Contact us or connect with Saket Bivalkar directly on LinkedIn.
Versatile Consulting is a boutique consultancy specialising in operating model design for multinationals and end-to-end AI transformation. We work with C-suite leaders across financial services, telecommunications, life sciences, and energy.
FAQs
Why do most telecom AI transformation programmes stall after the pilot stage?
Most telco AI pilots stall because the operating model was never redesigned to absorb the model’s output. The technology performs as expected in a controlled environment, but when it reaches production it runs into fragmented data ownership, unclear accountability, and workflows that nobody gave the AI team authority to change. The model produces a recommendation. Nobody is mandated to act on it. The programme gets relabelled a pilot and quietly deprioritised.
What should a telco CTO own in an AI transformation that they typically do not?
A telecom CTO typically owns the technology layer: infrastructure, platforms, vendor relationships, and model delivery. What they rarely own, but need to, are the decision rights above the technology layer. That means defining who is accountable when a model is wrong, who controls data at the point of inference across domains, and how model outputs connect to operational workflows. Without authority over these questions, the CTO can deliver working models into an organisation that is not structured to use them.
How does a fragmented operating model block AI deployment in telecoms?
Telco organisations are structured around control and redundancy, not cross-domain data flow. AI creates value precisely at the intersection of domains: network performance informing churn prediction, field service data informing maintenance scheduling. A fragmented operating model means that data sharing between those domains requires case-by-case negotiation, that accountability for outcomes sits with nobody in particular, and that any model requiring inputs from multiple domains will hit governance delays that erode its usefulness before it reaches scale.

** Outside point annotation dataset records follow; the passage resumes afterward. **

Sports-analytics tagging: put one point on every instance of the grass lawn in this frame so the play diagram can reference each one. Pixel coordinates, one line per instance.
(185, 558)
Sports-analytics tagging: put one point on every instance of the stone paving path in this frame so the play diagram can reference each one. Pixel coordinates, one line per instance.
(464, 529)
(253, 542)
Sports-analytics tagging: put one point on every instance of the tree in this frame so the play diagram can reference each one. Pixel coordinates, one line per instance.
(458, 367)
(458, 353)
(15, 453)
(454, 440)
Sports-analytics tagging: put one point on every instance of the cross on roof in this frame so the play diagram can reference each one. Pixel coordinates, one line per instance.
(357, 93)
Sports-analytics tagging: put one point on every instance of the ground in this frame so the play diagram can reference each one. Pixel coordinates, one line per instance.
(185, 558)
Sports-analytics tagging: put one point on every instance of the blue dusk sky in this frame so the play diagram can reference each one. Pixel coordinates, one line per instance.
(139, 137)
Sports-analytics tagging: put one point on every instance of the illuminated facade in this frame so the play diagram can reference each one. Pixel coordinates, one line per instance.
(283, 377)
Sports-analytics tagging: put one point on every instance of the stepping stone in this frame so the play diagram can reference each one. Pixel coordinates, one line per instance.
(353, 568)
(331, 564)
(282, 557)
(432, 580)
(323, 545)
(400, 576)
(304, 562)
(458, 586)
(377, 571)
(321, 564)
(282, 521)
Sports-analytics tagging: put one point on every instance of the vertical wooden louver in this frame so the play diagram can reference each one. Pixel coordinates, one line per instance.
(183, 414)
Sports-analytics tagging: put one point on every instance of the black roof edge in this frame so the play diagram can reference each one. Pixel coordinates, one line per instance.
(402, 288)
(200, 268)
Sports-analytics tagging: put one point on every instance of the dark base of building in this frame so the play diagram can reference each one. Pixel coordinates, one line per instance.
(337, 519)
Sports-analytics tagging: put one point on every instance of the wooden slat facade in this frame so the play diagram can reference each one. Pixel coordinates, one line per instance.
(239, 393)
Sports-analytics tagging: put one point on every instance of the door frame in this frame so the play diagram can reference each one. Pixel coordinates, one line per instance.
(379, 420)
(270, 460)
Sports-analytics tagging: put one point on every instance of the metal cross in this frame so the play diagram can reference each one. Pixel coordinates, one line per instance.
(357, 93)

What operating model changes does a telco need to make before deploying AI at scale?
Three changes matter most. First, shared data infrastructure needs to be funded and governed as a strategic asset, not assembled on a use-case-by-use-case basis. Second, the AI transformation function needs explicit decision rights over the domains it depends on, not just an advisory mandate. Third, AI deployment needs to be treated as a permanent operational capability with a funded team responsible for model performance in production, not as a project that closes when the model goes live.
How do the most successful telcos structure AI governance differently from the rest?
Telcos making measurable progress on AI at scale share a few structural traits. Their AI transformation owner sits at C-suite level with authority that crosses network, IT, and commercial domains. Their AI governance body makes decisions rather than issuing recommendations. And they have a distinct model operations function, separate from the delivery team, responsible for adoption rates, threshold calibration, and business outcomes at 12 months, not just technical accuracy at launch.
How do we know if our telco has an operating model problem rather than a technology problem?
If your AI programme has a technical owner but no business accountability owner above the use-case level, you have an operating model problem. If data sharing between domains requires a meeting and an approval process each time, you have an operating model problem. If your AI use cases are measured at delivery rather than at adoption and business outcome six months later, you have an operating model problem. The technology is rarely the constraint. The jurisdiction is.